How is it, that patients, aren't allowed to voice their oppinion, because of their circumstances? How is it that administrators, are allowed to lie on patients family members, for the purpose of keeping their "pay-to-play", state jobs. Patients are abused on a daily basis, for the purpose of employees,(keeping their state jobs. psychiatrist, LCSW and security guards).
Action has seemed to cease, since the beginning of, not just my complaints, but, (, complaints, as well. Chester Mental Health Center, has been sued, but the abuse still exist.
When is ACLU, going to take this matter serious and show us and other patients families, that you care about us too.
We're aware that you care, but we need you to show focus on issues that we have like attention is showed on other issues.
That's how serious these issues at CMHC, are!
Lie after lie, is being told on us!
Every time 6 months role around;(time for another bunch comes in for training, MORE LIES, are told on the patients who's been, (all of a sudden), transfers, has been put on the back burner!
I've learned that this organization, the C.A.A., is a "company", who seek investors to invest in stock, to keep prisoners and patients, in these manic facilities.
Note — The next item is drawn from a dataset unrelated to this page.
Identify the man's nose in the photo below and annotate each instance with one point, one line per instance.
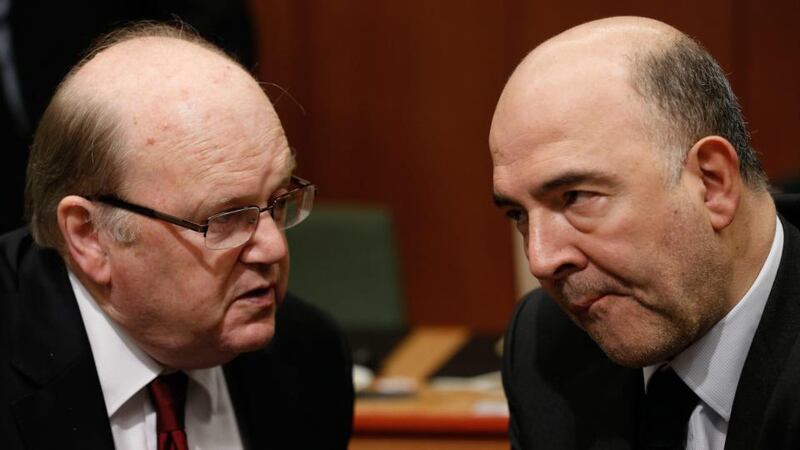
(268, 244)
(551, 247)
Prisoners are RAILROADED, which causes, over crowdedness. There's even talk of closing several prison. (Does this mean that individuals will be released that should have been released long before now?), or does this warrant more problems with more overcrowdedness, giving the C.A.A., more revenue, (which is what those "investors", really want?, for that's what the bottom line will be!
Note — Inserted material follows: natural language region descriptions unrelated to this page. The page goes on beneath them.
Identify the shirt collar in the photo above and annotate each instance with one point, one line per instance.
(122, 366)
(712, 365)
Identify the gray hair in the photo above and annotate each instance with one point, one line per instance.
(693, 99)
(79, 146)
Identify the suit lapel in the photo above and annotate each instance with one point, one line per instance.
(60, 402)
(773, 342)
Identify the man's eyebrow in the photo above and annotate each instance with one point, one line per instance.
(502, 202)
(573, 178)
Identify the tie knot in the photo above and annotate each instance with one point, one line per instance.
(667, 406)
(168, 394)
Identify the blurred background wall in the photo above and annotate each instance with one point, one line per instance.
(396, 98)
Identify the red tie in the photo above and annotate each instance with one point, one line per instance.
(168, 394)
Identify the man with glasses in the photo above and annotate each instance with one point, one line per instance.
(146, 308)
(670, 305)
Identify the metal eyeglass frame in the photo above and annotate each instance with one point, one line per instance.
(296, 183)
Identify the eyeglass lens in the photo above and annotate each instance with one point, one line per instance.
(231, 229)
I, along with other families, (I'm sure), are tired of these issues being buried and ,(to us), seem to be forgotten about.
Why aren't civil rights, human rights and pro bono lawyers, given more leadway, to help individuals receive justice?
Why don't I hear about ACLU, forming allegances to assist such individuals, for I know that you have to be aware of the fact of how overwhelming this problem is?




Thank you for this well writen and thought provoking work. The damage to human rights in the post 9/11 world will be the story of our time.